One summer at Rutgers, my buddy John C had a great idea. We'd work for the IBC bakery in East Brunswick, across from the Modell's and just down on Route 18 from the Two Guys. The IBC, International Baking Corporation, made Hostess cupcakes and Twinkies and all manner of dessert matter. Yesterday's headlines made me remember it all, or close to all.
This was early 70's and all those jobs were union for real money even then. We weren't in the union but John had an angle. He figured by the time the accounting people and the union shop stewards caught up with us, the summer would be over and we'd be back on campus in college. Yep, we were gonna reap the rewards and avoid the risks-auditioning to be Young Republicans some might say.
Brilliant plan John had except for one flaw. He didn't get hired. Only I did. So instead of working nights and laughing at break time together over how goofy it was to be making Devil Dogs, I was working like a one armed paper hanger on the Twinkies line-the busiest in the factory and the absolute pits. My job was to load the twenty pound metal trays with the Twinkies form stamped into them onto the conveyor belt as it hurtled along all over the plant getting filled with Essence de' Twinkie, baked to a 'golden brown, drilled and filled with something white that looked like well, you can guess I bet, then jammed into plastic packaging and palletized for your safety.
Here was the thing-IBC was cheap even then, those b'tards. They staffed at minimum levels so when the 'baker' [seriously that was what the position was called and it paid two and half times what I got paid (and I was handsomely compensated)] went on break I caught hell. Here's how it worked: in an eight-hour shift there were two fifteen minute breaks, two hours after the shift started (almost left off the F)and two hours before it ended, plus thirty minutes for a meal.
When the baker was gone, no Twinkies could be made (boo!). Rather than shut down the conveyor, part of my job was to pull the metal trays that had ridden all around the plant OFF the line as they came out of the industrial washer that water-blasted the last morsels of synthetic goodness off the forms. Those trays were incredibly hot and it was impossible, at least for me, to keep from getting burned even with gloves and with long sleeves on to protect my arms.

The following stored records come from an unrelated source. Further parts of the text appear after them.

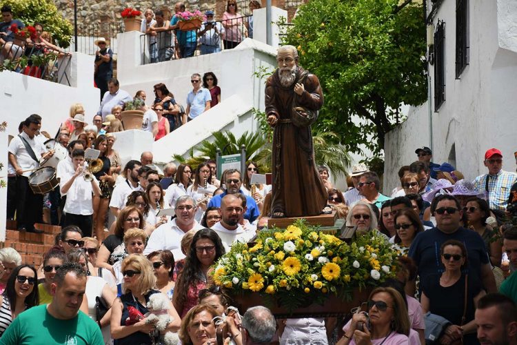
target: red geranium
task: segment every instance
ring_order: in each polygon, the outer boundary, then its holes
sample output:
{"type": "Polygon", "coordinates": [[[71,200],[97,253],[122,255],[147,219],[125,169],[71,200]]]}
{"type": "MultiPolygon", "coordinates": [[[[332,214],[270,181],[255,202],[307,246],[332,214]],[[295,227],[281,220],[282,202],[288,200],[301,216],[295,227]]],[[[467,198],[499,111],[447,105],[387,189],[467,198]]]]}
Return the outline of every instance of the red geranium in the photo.
{"type": "Polygon", "coordinates": [[[141,14],[142,12],[138,10],[133,10],[130,7],[128,7],[125,8],[124,10],[121,12],[120,15],[122,18],[136,18],[140,17],[141,14]]]}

I had to pull off every single tray and stack them seven feet high on pallets with wheels. Six across and six diagonally, always upward until they towered over my head. It took fourteen minutes, by my glancing at the clock over the 'oven' where the magic of Twinkies took form, to get all the trays off the belt. As the baker would come back, he'd tap me on the arm and yell 'Go ahead college!' to signal me to begin racking and stacking them again. Some nights at various times, whole columns of these damn trays would fall over, one time almost burying me and every time scaring the bejabbers out of me to the amusement of my colleagues.
They thought it was hysterical-the college kid working like a Ch--well, never mind what I was working like. Let's just say when I got home I slept soundly every night. And I would probably still be dinking and twinking if IBC didn't insist we had to eat a certain number of the Twinkies for quality control every shift. Even then and to this very day I hated Twinkies. Now it's possible Twinkie the Kid may have punched his last doggie. Not sure what to say, except....
-bill kenny
Ramblings of a badly aged Baby Boomer who went from Rebel Without a Cause to Bozo Without a Clue in, seemingly, the same afternoon.